When Watchmen was first published in single issue format, I bought them, bagged and boarded them, and allowed them to sit in my long boxes for almost two years. Due to a lack of money, I had to cut back dramatically on the titles I was buying and was looking for something new to read and stumbled on my unread copies of the series. By the time I finished reading the first three issues, I was awestruck. Never had I read a comic book that had so much depth and complexity. The world that Moore and Gibbons created in Watchmen was something I had no experience with at the time, and it caught me completely by surprise in terms of the overall breadth and depth of the story. There was so much that was happening all the time that I felt like I would get lost in the story, but fortunately never did. Moore and Gibbons were very adept at moving the story along while managing to bring characters to life.
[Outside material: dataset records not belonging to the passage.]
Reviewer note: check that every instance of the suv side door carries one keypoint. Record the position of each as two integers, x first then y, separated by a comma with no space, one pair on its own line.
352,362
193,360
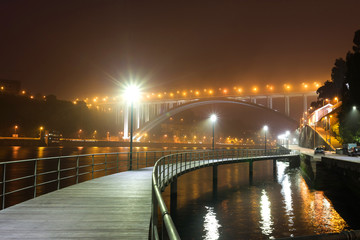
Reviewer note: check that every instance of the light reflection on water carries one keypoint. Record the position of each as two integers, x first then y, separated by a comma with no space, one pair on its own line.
272,207
211,225
266,223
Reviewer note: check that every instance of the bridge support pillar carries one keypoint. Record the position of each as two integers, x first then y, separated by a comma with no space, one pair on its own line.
287,106
251,171
274,170
147,111
126,121
305,103
214,181
137,116
269,102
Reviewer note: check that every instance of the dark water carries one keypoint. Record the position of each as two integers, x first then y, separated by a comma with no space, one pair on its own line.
271,207
10,153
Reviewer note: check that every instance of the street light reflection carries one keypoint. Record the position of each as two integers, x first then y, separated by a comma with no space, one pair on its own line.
284,180
266,223
211,225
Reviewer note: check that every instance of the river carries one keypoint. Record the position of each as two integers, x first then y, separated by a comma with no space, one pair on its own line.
11,153
270,207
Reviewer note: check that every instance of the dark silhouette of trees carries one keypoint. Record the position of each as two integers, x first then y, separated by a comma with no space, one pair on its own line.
52,114
349,116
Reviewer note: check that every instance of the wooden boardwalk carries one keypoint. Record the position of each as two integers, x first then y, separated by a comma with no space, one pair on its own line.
112,207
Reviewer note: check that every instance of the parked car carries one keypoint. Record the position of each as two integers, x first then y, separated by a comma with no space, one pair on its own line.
319,150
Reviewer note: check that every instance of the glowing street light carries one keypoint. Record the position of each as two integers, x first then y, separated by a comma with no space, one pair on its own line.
266,128
213,119
41,128
132,94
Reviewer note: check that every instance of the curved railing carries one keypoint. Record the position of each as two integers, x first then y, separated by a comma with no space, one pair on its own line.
170,166
25,179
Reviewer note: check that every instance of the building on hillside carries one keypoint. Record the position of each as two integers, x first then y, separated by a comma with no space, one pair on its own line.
10,86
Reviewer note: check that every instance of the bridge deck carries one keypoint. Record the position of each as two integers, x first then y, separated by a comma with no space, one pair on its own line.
112,207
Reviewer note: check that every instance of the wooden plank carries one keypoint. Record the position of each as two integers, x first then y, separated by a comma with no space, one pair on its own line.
112,207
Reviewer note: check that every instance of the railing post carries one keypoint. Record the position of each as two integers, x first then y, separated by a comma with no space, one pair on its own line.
145,159
4,185
59,173
35,176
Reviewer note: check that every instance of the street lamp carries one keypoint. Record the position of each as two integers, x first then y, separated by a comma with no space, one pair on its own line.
131,95
213,119
287,134
266,128
41,128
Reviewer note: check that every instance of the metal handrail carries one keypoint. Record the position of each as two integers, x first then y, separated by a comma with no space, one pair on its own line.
168,167
77,166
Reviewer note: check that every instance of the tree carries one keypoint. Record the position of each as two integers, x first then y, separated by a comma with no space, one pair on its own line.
349,118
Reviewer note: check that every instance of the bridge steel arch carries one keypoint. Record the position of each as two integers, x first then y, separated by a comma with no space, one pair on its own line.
201,102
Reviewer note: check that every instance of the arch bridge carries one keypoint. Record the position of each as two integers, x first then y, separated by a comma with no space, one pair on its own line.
150,113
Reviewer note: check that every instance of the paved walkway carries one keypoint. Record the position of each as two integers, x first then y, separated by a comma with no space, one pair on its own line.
112,207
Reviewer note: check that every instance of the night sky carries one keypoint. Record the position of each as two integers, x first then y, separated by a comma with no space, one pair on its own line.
74,48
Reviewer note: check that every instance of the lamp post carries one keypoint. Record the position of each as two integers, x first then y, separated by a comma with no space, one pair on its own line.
41,128
265,130
213,119
287,134
132,94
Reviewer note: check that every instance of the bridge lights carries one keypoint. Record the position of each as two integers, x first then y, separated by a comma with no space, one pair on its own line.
213,119
265,128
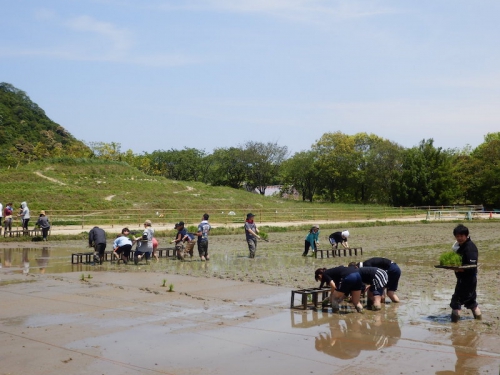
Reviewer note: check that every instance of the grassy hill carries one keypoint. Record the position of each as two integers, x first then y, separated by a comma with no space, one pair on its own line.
27,134
79,191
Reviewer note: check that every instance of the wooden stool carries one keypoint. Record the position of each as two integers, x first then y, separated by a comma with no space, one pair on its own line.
305,293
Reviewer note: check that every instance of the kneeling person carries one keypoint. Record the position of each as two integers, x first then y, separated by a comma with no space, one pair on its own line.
122,246
145,243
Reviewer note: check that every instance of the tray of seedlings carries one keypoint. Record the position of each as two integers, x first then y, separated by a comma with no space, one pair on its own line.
451,260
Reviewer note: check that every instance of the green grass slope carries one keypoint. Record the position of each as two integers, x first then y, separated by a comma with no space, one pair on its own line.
75,188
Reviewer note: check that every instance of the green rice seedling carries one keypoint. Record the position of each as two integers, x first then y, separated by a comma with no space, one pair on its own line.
450,258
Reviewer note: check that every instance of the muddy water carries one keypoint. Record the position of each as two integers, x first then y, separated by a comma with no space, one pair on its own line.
415,336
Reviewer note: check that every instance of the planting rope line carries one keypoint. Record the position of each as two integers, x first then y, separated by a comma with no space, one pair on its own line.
210,322
50,178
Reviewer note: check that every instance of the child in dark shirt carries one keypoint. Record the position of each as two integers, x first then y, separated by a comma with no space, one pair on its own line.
465,289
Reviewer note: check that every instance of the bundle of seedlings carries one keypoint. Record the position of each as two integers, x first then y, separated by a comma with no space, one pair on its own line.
450,259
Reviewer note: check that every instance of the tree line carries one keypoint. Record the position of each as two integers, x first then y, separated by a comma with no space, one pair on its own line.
361,168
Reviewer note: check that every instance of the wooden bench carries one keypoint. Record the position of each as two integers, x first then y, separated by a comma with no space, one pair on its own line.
78,257
337,252
305,293
88,257
165,251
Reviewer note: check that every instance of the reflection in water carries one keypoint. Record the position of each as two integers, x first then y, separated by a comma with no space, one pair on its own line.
350,334
465,344
26,262
43,260
7,257
18,260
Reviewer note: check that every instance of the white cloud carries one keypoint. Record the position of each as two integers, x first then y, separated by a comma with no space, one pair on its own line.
85,38
120,39
304,10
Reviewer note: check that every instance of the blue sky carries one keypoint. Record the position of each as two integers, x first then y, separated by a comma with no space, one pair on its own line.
161,74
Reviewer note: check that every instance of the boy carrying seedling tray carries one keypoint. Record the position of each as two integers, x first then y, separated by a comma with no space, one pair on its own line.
463,261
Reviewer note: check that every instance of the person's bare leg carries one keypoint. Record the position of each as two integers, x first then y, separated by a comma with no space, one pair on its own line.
336,299
377,302
392,295
477,313
356,298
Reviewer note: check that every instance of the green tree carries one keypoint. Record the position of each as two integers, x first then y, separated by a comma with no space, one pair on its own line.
228,167
485,171
187,164
301,173
263,161
338,163
378,160
425,178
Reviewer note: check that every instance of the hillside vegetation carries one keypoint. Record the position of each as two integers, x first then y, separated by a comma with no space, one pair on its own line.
74,189
26,133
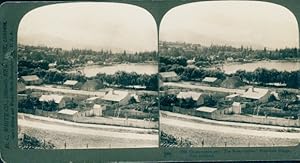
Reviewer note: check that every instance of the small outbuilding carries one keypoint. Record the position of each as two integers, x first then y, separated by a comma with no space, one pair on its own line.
58,99
92,85
67,114
71,83
257,94
117,97
169,76
195,96
206,112
31,80
210,80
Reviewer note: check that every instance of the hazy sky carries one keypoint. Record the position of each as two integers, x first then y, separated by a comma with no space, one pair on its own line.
255,24
90,25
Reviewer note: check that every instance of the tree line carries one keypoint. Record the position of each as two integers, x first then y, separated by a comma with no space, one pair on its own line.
129,79
260,76
70,58
222,52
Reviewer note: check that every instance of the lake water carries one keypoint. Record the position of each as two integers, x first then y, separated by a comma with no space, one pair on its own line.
93,70
278,65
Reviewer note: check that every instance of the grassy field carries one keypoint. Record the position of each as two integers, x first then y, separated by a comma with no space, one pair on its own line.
219,139
81,141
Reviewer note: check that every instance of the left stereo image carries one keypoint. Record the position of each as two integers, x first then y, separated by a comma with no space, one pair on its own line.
87,77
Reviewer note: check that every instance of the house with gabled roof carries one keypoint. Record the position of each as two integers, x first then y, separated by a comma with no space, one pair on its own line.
169,76
31,80
58,99
256,94
117,97
195,96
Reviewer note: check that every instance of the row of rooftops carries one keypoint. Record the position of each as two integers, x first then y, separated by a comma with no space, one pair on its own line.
172,74
112,95
35,78
251,93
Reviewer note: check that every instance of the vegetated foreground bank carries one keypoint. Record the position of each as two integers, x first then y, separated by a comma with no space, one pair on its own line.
219,139
200,135
62,140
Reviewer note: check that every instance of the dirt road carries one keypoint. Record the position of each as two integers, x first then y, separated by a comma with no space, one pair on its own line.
217,135
82,135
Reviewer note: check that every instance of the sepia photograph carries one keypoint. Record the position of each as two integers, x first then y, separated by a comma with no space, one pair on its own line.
229,75
87,77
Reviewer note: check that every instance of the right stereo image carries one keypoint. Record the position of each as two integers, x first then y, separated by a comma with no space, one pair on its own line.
229,75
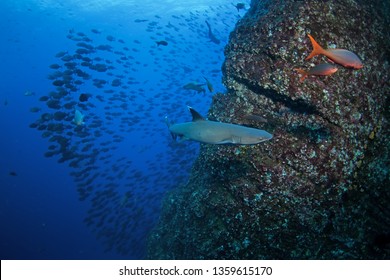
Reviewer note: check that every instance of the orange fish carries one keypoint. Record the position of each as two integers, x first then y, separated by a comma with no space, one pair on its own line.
323,69
340,56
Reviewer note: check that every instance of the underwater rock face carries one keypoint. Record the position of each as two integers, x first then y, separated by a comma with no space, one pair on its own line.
319,188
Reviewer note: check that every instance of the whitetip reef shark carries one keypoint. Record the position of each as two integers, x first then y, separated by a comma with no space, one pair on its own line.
205,131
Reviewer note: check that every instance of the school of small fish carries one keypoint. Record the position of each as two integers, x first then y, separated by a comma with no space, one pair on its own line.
104,115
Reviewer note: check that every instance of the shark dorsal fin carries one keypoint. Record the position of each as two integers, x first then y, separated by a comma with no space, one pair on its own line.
195,115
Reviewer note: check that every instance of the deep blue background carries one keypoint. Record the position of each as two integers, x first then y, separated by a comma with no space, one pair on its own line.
41,216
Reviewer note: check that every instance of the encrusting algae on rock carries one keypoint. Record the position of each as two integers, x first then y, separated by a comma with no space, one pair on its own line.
291,198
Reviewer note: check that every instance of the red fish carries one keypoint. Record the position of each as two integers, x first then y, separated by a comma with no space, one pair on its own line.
323,69
340,56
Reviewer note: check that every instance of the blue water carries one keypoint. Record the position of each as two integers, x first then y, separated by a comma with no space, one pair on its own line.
104,204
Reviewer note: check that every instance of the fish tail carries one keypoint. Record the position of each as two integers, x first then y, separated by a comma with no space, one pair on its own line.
302,72
317,49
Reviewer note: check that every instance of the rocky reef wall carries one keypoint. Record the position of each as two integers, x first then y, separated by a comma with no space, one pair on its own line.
320,188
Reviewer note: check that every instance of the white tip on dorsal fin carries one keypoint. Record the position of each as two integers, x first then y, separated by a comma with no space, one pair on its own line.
195,115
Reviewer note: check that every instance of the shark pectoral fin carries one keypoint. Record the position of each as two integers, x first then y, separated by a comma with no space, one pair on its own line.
182,139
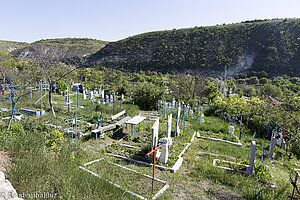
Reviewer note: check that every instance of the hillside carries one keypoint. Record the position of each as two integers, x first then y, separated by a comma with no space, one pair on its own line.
64,49
10,46
269,45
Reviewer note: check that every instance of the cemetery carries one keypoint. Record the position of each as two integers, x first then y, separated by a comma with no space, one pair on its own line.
132,144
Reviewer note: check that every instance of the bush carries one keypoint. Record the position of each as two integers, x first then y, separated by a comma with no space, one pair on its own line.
54,139
147,96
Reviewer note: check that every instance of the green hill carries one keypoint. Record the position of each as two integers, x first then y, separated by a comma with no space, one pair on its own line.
10,46
62,49
269,45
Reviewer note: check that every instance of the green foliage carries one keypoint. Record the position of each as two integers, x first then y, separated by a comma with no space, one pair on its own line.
54,140
272,90
249,91
147,95
211,93
61,86
262,173
210,48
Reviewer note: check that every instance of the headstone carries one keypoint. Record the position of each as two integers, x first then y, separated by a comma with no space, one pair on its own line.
272,145
91,95
191,113
202,119
169,128
84,94
173,103
178,121
164,153
252,158
102,94
155,132
231,130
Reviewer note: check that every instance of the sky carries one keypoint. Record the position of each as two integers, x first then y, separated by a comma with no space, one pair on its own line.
111,20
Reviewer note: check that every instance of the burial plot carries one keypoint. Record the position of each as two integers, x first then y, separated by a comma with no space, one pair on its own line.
75,121
238,167
44,87
177,129
12,97
134,121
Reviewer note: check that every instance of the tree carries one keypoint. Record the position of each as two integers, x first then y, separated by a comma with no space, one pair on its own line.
263,81
49,60
272,90
188,87
147,95
253,80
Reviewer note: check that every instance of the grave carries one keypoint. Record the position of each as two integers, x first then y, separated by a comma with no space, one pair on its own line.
177,129
272,145
12,97
244,168
134,121
44,87
202,119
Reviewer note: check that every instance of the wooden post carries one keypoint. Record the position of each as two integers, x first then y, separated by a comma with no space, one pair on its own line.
154,155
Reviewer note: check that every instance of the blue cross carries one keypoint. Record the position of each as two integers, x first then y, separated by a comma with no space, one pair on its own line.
12,94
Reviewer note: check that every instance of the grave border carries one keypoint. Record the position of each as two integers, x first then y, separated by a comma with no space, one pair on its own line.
165,187
173,169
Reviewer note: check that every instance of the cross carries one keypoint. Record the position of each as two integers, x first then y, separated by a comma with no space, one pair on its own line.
154,150
262,156
45,88
74,121
269,126
30,91
12,94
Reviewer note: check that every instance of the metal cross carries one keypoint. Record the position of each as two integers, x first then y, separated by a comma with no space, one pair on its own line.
154,150
12,94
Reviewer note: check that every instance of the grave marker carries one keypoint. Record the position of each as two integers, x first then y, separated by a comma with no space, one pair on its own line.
43,87
155,133
12,94
154,150
250,168
177,130
272,145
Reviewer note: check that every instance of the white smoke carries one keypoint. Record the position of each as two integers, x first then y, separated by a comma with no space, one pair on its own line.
245,63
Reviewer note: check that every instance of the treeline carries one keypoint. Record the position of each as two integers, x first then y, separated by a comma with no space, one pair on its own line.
273,45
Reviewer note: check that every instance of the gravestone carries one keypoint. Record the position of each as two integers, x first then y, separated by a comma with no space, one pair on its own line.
198,115
155,133
192,113
178,121
84,94
231,130
202,119
272,145
91,95
169,128
164,153
250,168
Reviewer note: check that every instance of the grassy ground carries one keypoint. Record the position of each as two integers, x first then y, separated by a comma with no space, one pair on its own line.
36,168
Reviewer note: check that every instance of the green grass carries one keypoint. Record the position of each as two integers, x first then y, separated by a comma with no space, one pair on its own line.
37,169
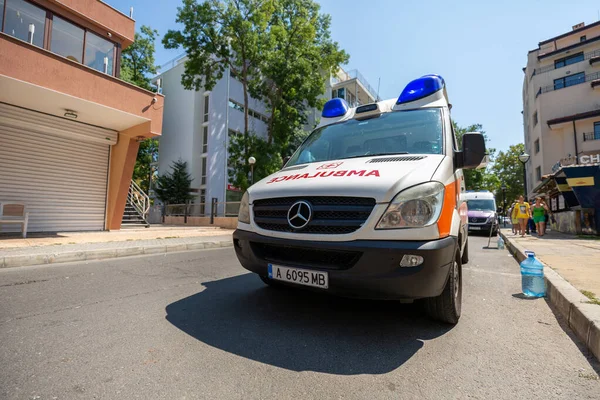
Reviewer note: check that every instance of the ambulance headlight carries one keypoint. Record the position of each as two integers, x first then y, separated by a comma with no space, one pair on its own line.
414,207
244,213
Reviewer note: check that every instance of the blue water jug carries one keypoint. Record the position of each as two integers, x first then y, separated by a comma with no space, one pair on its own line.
532,276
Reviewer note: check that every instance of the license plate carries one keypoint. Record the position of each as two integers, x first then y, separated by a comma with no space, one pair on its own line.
299,276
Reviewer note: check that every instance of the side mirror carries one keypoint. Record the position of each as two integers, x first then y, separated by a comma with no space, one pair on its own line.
473,153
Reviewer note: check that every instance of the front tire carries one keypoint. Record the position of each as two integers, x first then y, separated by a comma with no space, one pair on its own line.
447,306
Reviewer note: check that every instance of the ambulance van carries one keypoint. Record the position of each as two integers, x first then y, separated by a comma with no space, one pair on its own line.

With so much going on, it was really a throw away concept that seemed to have the most affect on me, and it was introduced by an inconsequential Senator who would change the course of history.
Within a climate of fear, the enactment of the Keene Act was assured. Even the citizens of the U.S. were behind the act. Some even went so far as to hold demonstrations in support of the act. The Keene Act did what every supervillain failed to do: remove all forms of vigilantism. Only superheroes that were willing to reveal their identities and operate under the supervision of the U.S. government were allowed to continue their operations. Fear has a tricky way of intimidating people into agreeing with issues they would not normally support, and fear played a major role throughout the series. One thing to be learned from Watchmen is that the only thing we have to fear is ourselves.
Through the course of Watchmen it is apparent that someone always needs to be watching those in power, including the heroes. Even with the noblest of intentions the only thing stopping a superhero from going “bad” is time. Now this concept is becoming a reality within the confines of the Marvel Universe. During Civil War, one question I expect to be answered is “Should the government be responsible for monitoring the activities of superheroes?” If history holds any truths, I’m willing to bet the answer is not as simple as we may want it. One thing I can guarantee, in life all it takes is a little fear for the general population to fall in step; I expect the general population of the Marvel Universe to be no different.